Bijdrage aan een boek, Vrij Nederland
Gerrit Komrij over de katten van Cats
Zo gauw vertalen beter betaalt stort elke werkloze tandartsvrouw van Nederland zich erop
Vertalen is soms met een enorme snelheid duizenden mogelijkheden kunnen verwerken in je hoofd
Als ik de oprijlaan op kom lopen staat Gerrit Komrij net afscheid te nemen van vorige bezoekers. Ik mag even in het prieeltje in de tuin gaan zitten waar Komrijs vriend Charles Hofman een koel Portugees pilsje serveert.
Ik kijk om me heen. Er is uitzonderlijk weinig inlevingsvermogen nodig om te begrijpen dat iemand hier wil wonen, ook al zal Komrij later stijf volhouden dat hij gewoon in Nederland woont.
“Want,” zegt hij dan, “ik zie hier meer Nederlanders dan toen ik om de hoek van de Kinkerstraat woonde en de krant krijg ik net zo snel als een postabonnee in Groningen: de volgende dag. Alsof Portugal aan het andere eind van de wereld ligt. Ik kan morgen in Nederland zijn als ik wil.”
“Het valt me altijd op dat die moderne intellectuelen de nieuwe communicatie- en reistechnieken omhelzen, maar tegelijkertijd ontkennen ze ze ook: Diemen is al ver hoor. Ja, vroeger was het ver, toen deed je er drie dagen met de trekschuit over om in Antwerpen te komen.”

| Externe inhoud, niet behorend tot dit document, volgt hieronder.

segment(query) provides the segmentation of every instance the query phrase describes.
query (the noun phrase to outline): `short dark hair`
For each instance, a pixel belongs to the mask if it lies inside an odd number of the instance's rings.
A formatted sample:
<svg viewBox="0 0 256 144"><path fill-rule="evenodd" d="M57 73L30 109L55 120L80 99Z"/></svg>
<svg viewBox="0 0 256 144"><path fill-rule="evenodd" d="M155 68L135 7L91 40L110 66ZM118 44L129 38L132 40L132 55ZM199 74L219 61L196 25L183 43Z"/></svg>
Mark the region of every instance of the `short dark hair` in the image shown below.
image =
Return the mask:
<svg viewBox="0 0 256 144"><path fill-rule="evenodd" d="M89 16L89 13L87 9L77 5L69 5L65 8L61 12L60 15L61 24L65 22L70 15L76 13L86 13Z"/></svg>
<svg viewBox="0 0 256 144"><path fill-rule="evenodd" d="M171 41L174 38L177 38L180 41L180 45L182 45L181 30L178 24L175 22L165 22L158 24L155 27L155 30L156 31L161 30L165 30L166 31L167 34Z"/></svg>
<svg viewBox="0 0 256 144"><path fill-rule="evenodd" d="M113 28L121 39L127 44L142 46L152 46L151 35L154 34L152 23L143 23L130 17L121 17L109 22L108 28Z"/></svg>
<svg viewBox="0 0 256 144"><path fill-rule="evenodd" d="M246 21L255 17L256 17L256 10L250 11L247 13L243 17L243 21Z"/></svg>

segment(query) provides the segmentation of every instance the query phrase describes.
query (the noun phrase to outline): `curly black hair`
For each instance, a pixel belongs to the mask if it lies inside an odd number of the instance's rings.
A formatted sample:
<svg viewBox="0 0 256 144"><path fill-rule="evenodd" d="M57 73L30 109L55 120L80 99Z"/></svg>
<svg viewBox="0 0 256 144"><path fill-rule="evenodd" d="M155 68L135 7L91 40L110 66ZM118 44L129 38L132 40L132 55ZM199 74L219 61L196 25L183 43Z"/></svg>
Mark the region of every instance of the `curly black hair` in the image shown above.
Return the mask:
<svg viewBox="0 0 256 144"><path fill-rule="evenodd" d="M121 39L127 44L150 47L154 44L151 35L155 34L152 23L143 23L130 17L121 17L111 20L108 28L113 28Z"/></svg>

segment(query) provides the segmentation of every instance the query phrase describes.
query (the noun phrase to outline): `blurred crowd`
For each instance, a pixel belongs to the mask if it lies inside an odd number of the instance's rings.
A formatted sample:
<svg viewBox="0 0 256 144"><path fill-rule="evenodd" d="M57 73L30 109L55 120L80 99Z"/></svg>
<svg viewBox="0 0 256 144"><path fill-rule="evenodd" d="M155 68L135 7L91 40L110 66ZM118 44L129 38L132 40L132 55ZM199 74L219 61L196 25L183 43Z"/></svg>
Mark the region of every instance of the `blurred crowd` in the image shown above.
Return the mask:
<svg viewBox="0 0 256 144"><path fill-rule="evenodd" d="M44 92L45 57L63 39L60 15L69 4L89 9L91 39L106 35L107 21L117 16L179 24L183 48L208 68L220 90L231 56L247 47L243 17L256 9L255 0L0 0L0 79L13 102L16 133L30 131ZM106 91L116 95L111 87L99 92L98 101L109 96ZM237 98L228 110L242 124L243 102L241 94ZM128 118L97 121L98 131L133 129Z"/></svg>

Het piepkleine Portugese dorpje en de villa zijn prachtig, maar ik heb de lange reis niet gemaakt om te zien waar of hoe mooi Komrij woont, ik zit in het prieeltje omdat in theater Carré de nieuwe première van Cats op komst is. Immers, Gerrit Komrij is verantwoordelijk voor de Nederlandse teksten die de poezen al springend, dansend, kopjes gevend, sluipend en kruipend over het toneel moeten zingen.
Het succes dat ze daar het eerste seizoen mee boekten was daverend: geestdriftige recensies en Carré vrijwel iedere avond tot de nok toe gevuld. Tienduizenden kaartjes werden bij voorbaat alweer verkocht voor de tweede serie voorstellingen. En al zal Komrij de laatste zijn om het succes van deze musical bij het grote publiek op conto van zijn vertaling te schrijven (Komrij: “Cats is het werk van een zeer talentvolle groep mensen waar toevallig deze vertaling als een klein radertje inhangt. De tekst is toch ondergeschikt gemaakt aan het kijken, het spektakel, de dynamiek van het geheel.”), onbelangrijk is die toch niet. Omdat Komrij het zo gewild heeft staat Spikkelpikkelmies nu de kakkerlakken een lesje te leren, en niet Jennyanydots, en de avonturen van Growltiger, ‘The Terror of the Thames’, zijn die van Snauwtijger, ‘de Nijdas van de Rijn’ geworden. Met andere woorden: Komrij heeft er Nederlandse katten van gemaakt.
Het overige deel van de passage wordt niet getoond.